The cDNA encoding RANK will be synthesized using synthetic oligonucleotides. The cDNA will be ligated into a pcDNA3.1hyg vector (Invitrogen) and the resulting vector DNA will be used in the mutein/RANKL functional competition assay detailed below.
Diversity libraries will be generated in pYD1, as detailed above.
The cDNA sequences encoding the sequences that are to be shuffled will be cloned into the pYD1 expression vector (Invitrogen) downstream of and in-frame with the Aga2 ORF, a thrombin cleavage site, and upstream of and in-frame with a E-tag or V5-tag, and a hexa-histidine tag. See sequences 1, 2 and 10 for examples of the extracellular encoding human RANK, and the ligand binding part of human OPG inserted into yeast display vectors.

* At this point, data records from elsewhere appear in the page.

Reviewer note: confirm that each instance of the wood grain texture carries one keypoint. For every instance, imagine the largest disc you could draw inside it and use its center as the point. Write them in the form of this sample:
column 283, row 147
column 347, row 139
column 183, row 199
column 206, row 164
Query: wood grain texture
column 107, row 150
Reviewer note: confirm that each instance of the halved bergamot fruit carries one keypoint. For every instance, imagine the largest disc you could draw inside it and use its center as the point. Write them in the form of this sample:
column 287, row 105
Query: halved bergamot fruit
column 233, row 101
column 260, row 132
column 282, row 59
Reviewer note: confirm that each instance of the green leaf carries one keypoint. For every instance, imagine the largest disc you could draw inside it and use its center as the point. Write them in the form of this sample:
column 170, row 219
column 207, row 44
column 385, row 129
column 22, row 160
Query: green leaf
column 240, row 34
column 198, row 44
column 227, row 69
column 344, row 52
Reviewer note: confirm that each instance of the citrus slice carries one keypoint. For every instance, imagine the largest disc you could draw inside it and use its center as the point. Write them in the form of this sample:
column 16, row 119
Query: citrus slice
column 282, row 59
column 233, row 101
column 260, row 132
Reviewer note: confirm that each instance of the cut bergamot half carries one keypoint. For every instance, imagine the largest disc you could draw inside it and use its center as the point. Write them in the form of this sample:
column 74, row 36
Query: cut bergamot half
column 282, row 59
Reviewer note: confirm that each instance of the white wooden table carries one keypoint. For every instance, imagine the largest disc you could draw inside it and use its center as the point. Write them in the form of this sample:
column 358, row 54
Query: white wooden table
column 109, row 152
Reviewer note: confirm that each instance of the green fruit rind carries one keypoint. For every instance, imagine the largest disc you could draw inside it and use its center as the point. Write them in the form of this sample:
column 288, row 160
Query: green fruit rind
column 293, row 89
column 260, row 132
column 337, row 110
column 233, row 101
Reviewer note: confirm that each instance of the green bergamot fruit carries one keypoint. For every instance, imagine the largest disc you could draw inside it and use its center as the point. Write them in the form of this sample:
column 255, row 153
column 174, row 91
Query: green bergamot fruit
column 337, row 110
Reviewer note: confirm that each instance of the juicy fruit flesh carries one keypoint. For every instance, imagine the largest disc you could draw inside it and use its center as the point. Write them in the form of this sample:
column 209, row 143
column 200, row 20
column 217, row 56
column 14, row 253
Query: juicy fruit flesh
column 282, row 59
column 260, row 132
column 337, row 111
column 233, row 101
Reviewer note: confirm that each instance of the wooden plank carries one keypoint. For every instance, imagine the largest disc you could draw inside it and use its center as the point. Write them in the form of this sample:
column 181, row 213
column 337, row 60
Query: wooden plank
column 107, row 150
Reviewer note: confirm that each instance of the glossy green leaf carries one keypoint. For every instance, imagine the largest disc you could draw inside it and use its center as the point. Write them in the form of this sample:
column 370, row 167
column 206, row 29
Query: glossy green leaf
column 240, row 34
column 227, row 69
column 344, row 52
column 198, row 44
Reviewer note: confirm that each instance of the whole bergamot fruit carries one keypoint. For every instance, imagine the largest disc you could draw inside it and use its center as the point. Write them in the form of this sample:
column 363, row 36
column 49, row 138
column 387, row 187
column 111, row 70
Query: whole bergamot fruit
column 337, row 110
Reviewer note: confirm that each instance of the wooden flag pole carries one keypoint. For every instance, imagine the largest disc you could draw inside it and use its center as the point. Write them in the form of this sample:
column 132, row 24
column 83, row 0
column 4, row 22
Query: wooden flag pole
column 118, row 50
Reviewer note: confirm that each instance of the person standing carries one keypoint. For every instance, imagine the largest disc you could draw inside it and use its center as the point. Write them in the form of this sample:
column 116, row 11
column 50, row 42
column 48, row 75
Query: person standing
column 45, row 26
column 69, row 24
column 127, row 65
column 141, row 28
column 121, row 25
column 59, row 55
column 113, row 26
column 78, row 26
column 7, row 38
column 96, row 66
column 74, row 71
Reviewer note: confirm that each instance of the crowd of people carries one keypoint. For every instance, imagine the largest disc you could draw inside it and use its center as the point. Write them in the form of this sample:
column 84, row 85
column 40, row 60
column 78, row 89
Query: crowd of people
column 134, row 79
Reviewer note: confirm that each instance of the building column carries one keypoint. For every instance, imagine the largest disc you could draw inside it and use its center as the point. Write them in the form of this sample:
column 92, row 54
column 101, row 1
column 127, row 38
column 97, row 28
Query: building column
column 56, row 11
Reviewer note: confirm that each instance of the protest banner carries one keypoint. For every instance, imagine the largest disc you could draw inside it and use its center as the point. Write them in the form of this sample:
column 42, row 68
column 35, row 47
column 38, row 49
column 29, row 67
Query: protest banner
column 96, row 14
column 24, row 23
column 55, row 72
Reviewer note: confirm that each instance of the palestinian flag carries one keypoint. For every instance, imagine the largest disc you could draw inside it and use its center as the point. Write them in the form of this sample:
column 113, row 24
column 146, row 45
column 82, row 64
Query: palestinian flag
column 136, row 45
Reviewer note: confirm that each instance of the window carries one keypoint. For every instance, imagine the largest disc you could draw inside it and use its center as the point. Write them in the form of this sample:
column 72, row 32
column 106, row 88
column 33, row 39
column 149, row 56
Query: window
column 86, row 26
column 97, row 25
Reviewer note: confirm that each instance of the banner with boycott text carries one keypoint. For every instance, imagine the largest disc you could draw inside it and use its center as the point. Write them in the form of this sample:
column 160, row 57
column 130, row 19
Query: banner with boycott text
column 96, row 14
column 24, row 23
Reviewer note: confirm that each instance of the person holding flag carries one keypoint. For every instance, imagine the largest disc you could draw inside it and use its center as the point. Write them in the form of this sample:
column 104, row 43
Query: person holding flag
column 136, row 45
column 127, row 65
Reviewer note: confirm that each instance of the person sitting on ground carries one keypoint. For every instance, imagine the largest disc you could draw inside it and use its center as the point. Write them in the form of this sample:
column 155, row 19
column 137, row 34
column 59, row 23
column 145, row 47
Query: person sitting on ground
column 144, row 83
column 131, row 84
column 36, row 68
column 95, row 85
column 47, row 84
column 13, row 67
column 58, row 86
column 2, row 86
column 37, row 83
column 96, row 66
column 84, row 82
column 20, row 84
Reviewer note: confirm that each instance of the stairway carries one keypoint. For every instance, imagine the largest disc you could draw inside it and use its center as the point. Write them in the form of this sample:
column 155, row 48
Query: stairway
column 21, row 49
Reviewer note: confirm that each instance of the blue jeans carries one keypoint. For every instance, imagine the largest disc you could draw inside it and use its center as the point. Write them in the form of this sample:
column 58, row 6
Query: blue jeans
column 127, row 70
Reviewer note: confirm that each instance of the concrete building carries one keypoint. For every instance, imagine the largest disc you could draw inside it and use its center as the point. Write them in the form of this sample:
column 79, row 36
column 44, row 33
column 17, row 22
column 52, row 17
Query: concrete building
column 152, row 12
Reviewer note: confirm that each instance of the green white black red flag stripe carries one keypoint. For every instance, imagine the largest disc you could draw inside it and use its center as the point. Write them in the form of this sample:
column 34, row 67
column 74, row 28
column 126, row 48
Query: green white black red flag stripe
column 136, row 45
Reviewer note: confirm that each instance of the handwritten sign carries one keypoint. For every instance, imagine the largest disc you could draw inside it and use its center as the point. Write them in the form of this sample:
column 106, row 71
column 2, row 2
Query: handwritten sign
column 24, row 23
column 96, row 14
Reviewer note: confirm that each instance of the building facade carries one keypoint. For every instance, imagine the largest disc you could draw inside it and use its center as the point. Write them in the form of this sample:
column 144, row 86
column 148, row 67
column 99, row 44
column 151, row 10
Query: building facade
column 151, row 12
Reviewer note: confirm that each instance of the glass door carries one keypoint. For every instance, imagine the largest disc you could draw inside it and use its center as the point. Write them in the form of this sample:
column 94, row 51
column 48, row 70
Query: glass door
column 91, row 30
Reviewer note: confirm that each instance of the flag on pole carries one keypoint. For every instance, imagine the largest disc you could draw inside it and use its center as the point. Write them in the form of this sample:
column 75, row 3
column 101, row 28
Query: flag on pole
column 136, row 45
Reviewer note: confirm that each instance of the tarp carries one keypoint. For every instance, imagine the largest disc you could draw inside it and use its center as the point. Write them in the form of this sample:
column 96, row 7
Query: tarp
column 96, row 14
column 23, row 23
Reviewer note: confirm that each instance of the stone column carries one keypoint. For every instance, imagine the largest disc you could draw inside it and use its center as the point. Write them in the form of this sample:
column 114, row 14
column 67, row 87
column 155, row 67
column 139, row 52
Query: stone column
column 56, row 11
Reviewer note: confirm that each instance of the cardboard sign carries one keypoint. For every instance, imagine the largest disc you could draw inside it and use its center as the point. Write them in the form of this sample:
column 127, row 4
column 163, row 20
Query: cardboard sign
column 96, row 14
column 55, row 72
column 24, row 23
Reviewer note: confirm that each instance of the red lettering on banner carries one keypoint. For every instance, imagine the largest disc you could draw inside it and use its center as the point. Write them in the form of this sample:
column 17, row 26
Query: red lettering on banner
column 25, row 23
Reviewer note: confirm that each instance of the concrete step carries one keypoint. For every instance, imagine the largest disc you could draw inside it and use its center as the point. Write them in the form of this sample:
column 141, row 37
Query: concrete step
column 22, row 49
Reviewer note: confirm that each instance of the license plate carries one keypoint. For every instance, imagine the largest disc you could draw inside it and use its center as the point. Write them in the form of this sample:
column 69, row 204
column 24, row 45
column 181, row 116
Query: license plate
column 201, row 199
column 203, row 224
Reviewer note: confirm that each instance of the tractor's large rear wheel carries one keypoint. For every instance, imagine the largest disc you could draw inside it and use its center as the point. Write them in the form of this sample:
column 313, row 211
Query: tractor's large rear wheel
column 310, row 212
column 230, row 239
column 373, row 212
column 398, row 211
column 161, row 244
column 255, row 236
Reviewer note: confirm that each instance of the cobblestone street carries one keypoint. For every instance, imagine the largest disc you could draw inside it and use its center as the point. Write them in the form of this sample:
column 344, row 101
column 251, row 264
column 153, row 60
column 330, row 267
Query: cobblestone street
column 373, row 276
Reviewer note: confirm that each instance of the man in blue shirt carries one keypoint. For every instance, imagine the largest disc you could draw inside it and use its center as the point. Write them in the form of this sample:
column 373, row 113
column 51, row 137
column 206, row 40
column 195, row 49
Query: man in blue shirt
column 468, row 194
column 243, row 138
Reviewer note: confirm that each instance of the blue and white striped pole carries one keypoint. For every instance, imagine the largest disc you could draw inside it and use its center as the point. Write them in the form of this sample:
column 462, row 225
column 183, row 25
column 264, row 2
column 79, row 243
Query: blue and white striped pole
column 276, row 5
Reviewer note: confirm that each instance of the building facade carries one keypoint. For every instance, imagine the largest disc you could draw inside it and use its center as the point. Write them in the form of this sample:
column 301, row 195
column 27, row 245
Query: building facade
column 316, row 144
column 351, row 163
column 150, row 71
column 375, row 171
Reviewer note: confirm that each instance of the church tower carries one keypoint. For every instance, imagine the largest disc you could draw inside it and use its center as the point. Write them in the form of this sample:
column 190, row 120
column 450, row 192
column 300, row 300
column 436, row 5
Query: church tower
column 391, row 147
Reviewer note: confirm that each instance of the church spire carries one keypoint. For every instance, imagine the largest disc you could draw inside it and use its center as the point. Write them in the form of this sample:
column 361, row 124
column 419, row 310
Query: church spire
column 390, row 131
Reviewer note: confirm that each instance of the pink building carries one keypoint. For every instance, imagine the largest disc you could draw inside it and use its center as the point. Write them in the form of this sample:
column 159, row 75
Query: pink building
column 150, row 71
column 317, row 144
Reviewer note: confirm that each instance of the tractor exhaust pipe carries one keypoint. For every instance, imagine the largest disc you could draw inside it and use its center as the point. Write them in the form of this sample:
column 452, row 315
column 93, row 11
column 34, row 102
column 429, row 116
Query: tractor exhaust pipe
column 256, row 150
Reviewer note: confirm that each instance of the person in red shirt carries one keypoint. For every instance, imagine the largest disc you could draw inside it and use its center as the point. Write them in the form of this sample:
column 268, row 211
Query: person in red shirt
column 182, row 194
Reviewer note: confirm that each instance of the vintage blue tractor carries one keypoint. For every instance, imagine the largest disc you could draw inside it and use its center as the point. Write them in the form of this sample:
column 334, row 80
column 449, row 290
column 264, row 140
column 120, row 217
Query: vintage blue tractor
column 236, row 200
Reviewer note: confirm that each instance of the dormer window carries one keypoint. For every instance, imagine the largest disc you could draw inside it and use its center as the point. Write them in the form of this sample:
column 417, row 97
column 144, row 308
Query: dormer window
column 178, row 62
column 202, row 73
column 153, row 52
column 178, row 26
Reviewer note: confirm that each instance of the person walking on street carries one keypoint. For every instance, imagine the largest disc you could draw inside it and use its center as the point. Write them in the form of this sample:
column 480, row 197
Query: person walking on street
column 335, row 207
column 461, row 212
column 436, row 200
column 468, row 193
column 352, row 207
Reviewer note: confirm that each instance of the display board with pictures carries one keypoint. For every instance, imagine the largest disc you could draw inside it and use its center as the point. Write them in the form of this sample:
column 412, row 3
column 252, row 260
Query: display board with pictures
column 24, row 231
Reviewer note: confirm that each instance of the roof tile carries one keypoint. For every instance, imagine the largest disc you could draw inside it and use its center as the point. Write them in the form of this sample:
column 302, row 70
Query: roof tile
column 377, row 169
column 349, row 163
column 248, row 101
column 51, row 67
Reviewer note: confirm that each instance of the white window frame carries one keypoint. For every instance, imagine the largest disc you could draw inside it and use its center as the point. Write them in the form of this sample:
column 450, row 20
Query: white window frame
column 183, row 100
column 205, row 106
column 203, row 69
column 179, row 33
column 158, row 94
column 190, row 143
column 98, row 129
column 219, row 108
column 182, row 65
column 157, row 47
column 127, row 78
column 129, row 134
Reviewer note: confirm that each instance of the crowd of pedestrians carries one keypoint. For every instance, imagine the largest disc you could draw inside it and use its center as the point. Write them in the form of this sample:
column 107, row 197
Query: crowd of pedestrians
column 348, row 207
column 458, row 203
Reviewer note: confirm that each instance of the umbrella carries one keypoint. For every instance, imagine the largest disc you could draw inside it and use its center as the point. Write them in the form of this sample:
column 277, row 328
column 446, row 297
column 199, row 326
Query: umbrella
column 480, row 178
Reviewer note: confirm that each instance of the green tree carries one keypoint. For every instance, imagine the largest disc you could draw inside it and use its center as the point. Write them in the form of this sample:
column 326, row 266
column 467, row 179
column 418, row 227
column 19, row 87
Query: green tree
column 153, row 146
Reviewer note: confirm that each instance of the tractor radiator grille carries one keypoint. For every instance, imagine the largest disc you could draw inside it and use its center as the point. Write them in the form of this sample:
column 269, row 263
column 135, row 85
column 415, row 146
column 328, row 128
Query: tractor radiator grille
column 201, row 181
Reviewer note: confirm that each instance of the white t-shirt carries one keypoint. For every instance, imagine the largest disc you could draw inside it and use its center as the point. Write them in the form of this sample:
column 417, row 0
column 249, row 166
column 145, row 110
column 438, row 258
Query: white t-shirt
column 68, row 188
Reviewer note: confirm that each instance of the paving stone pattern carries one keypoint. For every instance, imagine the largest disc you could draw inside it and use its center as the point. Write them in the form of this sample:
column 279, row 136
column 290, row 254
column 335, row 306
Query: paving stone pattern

Transformation of the yeast cells, and expression and display of the protein libraries will be performed as detailed in the manufacturers protocol (pYD1 Yeast Display Vector Kit manual, version C, Invitrogen, catalog No. V835-01). The generated diversity libraries will be evaluated in FACS sorting assays.
Alternatively, the generated diversity libraries may be evaluated in FACS sorting assays (see below) by expressing the compounds on the surface of mammalian cells. For this purpose, the libraries may be generated in an appropriate mammalian expression vector, preferably pcDNA-derived, and expressed as fusion proteins of a C-terminal affinity tag (e.g. E-, V5-, myc-, Flag-, Fc-, or Express-tag) and a membrane spanning domain (e.g. the membrane spanning part of the RANK polypeptide (amino acid residues 214-233), the membrane spanning part of RANKL, or other suitable membrane anchoring polypeptide stretches). The constructs can also be fused in-frame to a IgG1 Fc-domain.
The diversity may be generated as detailed above, followed by transformation of the pool of diversified cDNA constructs into E. coli HB101 cells using standard protocols.
Protoplast fusion is a technique that enables the expression of bacterial DNA in a eukaryotic system. The protoplast fusion protocol has two distinct manipulations: the formation of bacterial protoplasts and the fusion of bacterial and recipient cells. The cell wall of the bacteria must first be sufficiently degraded to enable fusions. The formation of these bacterial protoplasts is accomplished by exposure to lysozyme, followed by short periods of incubation. Fusions are facilitated by exposure to polyethylene glycol. An advantage of protoplast fusions, compared to SuperFect® (Qiagen) transfections, is that fusions may be carried out immediately following transformations: transfected DNA does not have to be isolated and prepared. Furthermore, the fusions are nearly clonal, allowing for the expression of single plasmid constructs. This is quite advantageous when working with libraries of significant diversity, as it allows for the assay and selection of individual sequences. However, transfection rates are significantly lower than SuperFect®—ranging from 2-15%. Optimized rates of transfection will vary depending on choice of plasmid construct. The following protocol has been optimized for a specific plasmid, and rates of transfection will vary with changes in the protocol. It is advisable to vary some parameters to come up with a specific method for each individual application.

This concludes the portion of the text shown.